Abstract

To evaluate the effectiveness of a program of antimalarial interventions implemented in 2010-2013 in Niger State, Nigeria. Utilization reports from 99 intervention and 51 non-intervention health facilities from the Niger State Malaria Elimination Program, supplemented by data on facility-level characteristics from the Niger State Primary Health Care Development Agency and Local Government Malaria Control units. Estimated with mixed-effects negative binomial modeling, a difference-in-differences method was used to quantify the impact of the program on the number of febrile illness cases and confirmed malaria cases. Potential confounding factors, non-stationarity, seasonality, and autocorrelation were explicitly accounted for. Data were retrieved from hard copies of utilization reports and manually inputted to create a panel of 5550 facility-month observations. The program was implemented in two phases. The first phase (August 2010-June 2012) involved the provision of free artemisinin-based combination therapies, long-lasting insecticidal nets, and intermittent preventive treatments.

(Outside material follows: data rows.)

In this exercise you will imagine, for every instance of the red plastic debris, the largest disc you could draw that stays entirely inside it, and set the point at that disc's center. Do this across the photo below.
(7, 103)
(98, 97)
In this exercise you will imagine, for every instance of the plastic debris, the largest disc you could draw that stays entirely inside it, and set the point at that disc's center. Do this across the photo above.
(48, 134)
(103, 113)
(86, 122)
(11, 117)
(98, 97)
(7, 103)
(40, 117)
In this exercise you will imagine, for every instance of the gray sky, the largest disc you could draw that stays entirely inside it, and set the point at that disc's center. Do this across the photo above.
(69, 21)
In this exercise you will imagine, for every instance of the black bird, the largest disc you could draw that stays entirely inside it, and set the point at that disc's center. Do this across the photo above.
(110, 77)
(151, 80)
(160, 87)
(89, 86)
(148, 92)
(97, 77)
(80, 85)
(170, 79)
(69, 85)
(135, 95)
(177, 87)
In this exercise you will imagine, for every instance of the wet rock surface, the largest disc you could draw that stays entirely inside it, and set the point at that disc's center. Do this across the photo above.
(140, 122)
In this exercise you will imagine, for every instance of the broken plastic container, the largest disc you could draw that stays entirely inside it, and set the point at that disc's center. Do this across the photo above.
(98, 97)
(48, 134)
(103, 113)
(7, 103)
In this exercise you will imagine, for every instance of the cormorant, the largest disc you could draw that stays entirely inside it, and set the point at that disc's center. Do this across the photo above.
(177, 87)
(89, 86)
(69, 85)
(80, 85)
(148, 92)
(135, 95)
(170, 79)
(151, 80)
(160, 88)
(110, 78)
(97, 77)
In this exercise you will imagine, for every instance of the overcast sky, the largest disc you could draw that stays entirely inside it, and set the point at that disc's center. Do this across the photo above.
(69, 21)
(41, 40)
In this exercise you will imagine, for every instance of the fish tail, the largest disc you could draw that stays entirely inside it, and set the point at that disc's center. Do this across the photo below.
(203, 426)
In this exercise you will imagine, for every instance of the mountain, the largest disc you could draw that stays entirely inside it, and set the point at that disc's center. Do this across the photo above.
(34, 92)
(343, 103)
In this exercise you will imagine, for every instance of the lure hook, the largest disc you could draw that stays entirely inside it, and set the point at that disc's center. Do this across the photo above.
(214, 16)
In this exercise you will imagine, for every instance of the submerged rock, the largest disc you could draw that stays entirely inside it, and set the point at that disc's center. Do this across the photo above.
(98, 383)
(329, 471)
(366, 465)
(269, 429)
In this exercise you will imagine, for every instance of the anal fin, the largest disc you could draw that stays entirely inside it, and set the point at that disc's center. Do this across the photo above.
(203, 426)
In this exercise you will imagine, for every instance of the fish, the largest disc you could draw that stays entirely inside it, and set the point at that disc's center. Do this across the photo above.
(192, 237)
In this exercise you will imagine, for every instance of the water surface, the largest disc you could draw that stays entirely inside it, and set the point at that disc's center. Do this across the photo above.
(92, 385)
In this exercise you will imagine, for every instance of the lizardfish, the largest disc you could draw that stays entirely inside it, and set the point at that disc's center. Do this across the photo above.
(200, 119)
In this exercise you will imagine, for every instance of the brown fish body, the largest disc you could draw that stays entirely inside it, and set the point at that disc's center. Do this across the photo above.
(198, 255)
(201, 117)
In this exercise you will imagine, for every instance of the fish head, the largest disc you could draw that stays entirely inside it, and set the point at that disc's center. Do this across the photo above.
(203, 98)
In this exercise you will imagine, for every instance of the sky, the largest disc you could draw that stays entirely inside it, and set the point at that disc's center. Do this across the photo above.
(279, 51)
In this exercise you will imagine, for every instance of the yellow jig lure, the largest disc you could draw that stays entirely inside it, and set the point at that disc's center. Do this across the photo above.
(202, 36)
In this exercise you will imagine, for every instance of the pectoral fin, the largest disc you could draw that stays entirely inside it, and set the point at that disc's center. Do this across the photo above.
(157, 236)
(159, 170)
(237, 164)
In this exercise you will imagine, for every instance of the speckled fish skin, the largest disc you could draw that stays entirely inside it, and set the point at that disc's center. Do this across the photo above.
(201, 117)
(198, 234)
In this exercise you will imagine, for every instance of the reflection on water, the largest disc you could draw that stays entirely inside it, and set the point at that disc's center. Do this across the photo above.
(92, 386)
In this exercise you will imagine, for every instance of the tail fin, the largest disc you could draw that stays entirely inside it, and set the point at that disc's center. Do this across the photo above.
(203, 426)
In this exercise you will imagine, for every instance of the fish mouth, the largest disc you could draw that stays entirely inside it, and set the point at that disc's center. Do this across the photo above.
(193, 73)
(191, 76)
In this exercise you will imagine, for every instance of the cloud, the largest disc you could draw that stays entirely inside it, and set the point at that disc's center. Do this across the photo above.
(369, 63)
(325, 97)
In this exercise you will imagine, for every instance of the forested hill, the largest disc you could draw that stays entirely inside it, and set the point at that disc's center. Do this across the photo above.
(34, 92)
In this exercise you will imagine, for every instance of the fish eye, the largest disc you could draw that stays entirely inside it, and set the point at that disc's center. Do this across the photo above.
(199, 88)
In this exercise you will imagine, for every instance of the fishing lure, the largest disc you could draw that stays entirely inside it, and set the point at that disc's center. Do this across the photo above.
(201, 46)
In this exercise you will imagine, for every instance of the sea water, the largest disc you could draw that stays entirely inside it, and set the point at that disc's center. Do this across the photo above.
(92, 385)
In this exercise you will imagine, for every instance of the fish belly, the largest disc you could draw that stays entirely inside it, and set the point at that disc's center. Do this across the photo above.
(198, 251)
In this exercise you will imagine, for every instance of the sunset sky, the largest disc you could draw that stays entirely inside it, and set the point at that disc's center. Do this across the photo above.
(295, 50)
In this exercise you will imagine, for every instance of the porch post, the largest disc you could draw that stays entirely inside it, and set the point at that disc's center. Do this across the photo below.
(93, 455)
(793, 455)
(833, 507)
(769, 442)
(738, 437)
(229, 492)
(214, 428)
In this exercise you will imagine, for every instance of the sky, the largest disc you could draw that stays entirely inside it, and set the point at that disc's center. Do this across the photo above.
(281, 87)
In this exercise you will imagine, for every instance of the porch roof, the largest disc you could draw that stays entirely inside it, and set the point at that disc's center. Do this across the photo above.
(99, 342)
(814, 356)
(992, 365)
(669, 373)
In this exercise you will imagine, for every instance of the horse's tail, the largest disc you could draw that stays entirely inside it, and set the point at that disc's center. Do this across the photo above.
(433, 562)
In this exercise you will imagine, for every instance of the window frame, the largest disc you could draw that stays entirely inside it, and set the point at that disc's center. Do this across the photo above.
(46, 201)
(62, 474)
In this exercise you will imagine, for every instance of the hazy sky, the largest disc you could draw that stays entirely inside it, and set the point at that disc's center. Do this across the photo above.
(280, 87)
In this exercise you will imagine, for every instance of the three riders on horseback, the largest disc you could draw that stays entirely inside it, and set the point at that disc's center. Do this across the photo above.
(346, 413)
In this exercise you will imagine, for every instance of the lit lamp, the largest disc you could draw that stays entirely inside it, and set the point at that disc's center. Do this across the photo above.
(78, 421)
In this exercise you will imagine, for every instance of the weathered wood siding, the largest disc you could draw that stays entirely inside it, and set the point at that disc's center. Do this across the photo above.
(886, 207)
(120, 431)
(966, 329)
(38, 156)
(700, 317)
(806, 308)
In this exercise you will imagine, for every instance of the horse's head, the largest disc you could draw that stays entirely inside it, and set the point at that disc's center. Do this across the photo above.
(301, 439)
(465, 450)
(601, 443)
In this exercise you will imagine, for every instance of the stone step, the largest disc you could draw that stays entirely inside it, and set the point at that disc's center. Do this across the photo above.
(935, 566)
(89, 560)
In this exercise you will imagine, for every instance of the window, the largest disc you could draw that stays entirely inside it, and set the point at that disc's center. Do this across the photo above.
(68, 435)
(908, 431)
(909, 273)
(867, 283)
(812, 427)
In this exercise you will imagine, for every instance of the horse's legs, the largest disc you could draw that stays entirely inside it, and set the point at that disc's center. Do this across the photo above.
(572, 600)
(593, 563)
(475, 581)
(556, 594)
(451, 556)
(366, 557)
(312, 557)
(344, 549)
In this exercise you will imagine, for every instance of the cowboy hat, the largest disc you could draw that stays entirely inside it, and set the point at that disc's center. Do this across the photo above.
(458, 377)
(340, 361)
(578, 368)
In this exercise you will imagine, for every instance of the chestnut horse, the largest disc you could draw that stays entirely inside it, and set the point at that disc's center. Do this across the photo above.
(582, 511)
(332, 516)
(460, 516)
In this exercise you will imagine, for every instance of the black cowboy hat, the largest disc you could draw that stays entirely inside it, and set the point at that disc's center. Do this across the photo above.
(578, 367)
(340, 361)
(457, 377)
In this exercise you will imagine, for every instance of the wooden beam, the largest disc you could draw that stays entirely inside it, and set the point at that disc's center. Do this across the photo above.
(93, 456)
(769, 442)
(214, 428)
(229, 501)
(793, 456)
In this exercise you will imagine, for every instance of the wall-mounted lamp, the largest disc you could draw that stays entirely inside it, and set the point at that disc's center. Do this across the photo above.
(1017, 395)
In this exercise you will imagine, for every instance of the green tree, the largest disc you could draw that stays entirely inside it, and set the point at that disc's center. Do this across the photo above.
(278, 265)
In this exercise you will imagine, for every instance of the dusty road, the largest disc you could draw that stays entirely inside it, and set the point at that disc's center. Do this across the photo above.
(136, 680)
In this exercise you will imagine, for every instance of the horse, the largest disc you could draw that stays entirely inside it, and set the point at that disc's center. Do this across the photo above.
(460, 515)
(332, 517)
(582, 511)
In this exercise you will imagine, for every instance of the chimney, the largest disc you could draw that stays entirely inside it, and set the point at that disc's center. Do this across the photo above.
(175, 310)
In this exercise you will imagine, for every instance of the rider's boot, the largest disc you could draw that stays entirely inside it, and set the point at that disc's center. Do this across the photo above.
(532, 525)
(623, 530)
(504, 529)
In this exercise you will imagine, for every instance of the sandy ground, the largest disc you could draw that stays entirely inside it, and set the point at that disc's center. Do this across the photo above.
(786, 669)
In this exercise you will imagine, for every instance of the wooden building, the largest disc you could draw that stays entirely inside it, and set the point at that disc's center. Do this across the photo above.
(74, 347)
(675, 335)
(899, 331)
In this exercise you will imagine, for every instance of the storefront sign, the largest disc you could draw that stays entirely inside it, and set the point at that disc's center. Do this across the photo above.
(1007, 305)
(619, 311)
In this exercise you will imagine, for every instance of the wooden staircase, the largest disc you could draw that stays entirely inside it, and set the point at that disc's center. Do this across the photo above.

In the second phase (July 2012-March 2013), the program introduced an additional intervention: free parasite-based rapid diagnostic tests. Compared to the pre-intervention period, the average number of monthly febrile illness and malaria cases increased by 20.876 (P<0.01) and 22.835 (P<0.01) in the first phase, and by 19.007 (P<0.05) and 19.681 (P<0.05) in the second phase, respectively. The results are consistent across different evaluation methods. This study suggests that user-fee removal leads to increased utilization of antimalarial services. It motivates future studies to cautiously select their investigative methods.